Bringing multiple systems into a single organization also introduces economies of scale that enable bulk purchasing and coordinated planning. “We’re now more than the sum of our parts,” Yates says. “We can start to bundle projects like leakage control into programs to get better prices, more efficient implementation, and move more expeditiously with a longer-term view.” 

The people who keep the systems running are also a priority. AFNWA’s compensation policy, included in its budget, is designed to offer pay rates and other terms that are competitive with regional municipal markets. “In a lot of cases, operators are making approximately 60 per cent of that wage today, on average,” Yates says. “In other words, they’re underpaid. So, we’re bringing in a formal pay structure. We’re going to pay time and a half for overtime and double time on statutory holidays, just like everybody else does.” 

Operators will also receive badly needed time off. “One of the challenges not only with First Nations communities but with other small towns across the country is they often only have one or two operators,” Yates says. “If something happens to them, they’ve got no relief. If they want to take time off for training, they’ve got to find somebody to fill in. Sometimes they can’t even take a vacation. One community on its own doesn’t have the capacity, but put 17 together and you’ve got a different picture.” 

As well, operators will receive the training they need to do their jobs effectively. Even though the AFNWA won’t formally employ its personnel until December 1, the utility is holding training workshops for operators who will be joining the utility and is rewarding those who attain certification. “Our compensation is based on skills-based pay. The more certification you get, the more we pay you, and we’ve got a few operators who are determined to get to the top of our pay scale before we even hire them.” 

Looking on 

While the AFNWA turns on its tap, Indigenous communities across Canada are watching, eager to see how things unfold. Deon Hassler, a circuit rider with the File Hills Qu’appelle Tribal Council, trains and mentors First Nations water and wastewater system operators across Saskatchewan. He says operators in the prairie province have organized informally as the Saskatchewan First Nations Water Association with a view to developing guidelines and eventually building some kind of over-arching structure to manage their own systems. 

Hassler says the AFNWA’s early success provides a roadmap of sorts, but his group has opted for a decidedly grassroots approach.

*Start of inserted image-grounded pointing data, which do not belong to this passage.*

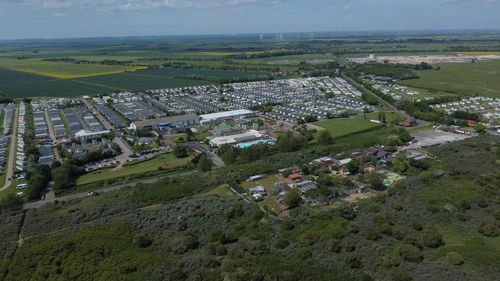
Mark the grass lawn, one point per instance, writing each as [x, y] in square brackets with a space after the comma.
[269, 202]
[165, 161]
[343, 127]
[179, 138]
[461, 78]
[390, 116]
[11, 190]
[61, 69]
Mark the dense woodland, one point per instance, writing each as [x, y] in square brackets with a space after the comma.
[440, 223]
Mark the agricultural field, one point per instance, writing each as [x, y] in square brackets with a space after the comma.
[482, 78]
[166, 161]
[62, 69]
[21, 84]
[344, 127]
[138, 81]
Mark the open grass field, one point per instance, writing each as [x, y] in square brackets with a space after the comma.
[481, 78]
[220, 191]
[22, 84]
[63, 70]
[165, 161]
[344, 127]
[139, 81]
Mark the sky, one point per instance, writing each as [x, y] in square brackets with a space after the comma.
[20, 19]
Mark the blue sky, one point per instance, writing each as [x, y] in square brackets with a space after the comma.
[93, 18]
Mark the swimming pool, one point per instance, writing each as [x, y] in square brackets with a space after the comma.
[248, 144]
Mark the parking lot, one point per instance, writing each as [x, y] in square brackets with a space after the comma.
[432, 137]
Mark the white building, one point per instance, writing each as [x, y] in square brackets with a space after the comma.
[225, 115]
[83, 134]
[251, 135]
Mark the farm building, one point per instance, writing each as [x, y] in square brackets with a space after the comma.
[225, 115]
[179, 121]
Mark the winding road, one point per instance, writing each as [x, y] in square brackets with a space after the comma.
[12, 152]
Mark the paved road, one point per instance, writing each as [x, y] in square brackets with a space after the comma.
[201, 148]
[99, 116]
[39, 204]
[12, 152]
[52, 135]
[126, 152]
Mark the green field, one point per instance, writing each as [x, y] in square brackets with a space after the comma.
[165, 161]
[22, 84]
[62, 69]
[481, 78]
[344, 127]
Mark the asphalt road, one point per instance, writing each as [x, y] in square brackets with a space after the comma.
[201, 148]
[420, 123]
[126, 152]
[52, 135]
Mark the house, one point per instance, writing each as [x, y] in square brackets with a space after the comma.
[258, 190]
[471, 123]
[294, 177]
[306, 186]
[280, 187]
[84, 134]
[326, 162]
[409, 122]
[255, 178]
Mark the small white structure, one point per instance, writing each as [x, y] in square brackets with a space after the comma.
[225, 115]
[235, 139]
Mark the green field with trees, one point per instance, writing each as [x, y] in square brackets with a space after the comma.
[344, 127]
[480, 78]
[440, 223]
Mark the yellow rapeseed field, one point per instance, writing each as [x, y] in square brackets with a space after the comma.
[478, 53]
[64, 70]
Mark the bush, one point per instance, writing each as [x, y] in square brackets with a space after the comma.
[432, 238]
[385, 229]
[464, 204]
[489, 228]
[371, 233]
[293, 199]
[353, 260]
[397, 206]
[454, 258]
[304, 253]
[417, 226]
[347, 212]
[399, 274]
[334, 245]
[348, 244]
[410, 253]
[398, 233]
[281, 243]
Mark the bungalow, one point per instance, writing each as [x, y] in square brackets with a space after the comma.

While the Saskatchewan association is liaising with water technicians, biologists, chemists, Health Canada, and even a few chiefs who have been water operators at one time or another, the intent at least initially is to bring front-line operator experience to the fore. 

In British Columbia, Warren Brown has struggled with many of the same issues. As operations and maintenance manager with Lytton First Nation, he appreciates the time and effort it takes to put a structure like AFNWA into place. “It’s something we’ve discussed for this area as well, but we haven’t been able to get it working,” Brown says. “I’m hoping that they’ll make the booklet and blaze the path for us to follow.” 

Kerry Black, assistant professor and Canada Research Chair in civil engineering in the Schulich School of Engineering at the University of Calgary, has spent considerable time working with Indigenous communities. She says comparable discussions are underway across Canada but points out that communities and regions vary considerably and so likely, too, will solutions. 

“Atlantic Canada has 34 First Nations across several coastal provinces,” Black says. “This is different than Saskatchewan or Alberta, which have a higher number of remote and fly-in Nations. A water authority is going to look and feel different in Alberta than in Atlantic Canada or in Ontario or in British Columbia. The AFNWA is a really great example of how it can work within a regionalized context, though it’s not necessarily something that can work in all regions. We still need to look at different models and governance that can support locally relevant water solutions.” 

Saul Chernos is a freelance writer with Water Canada.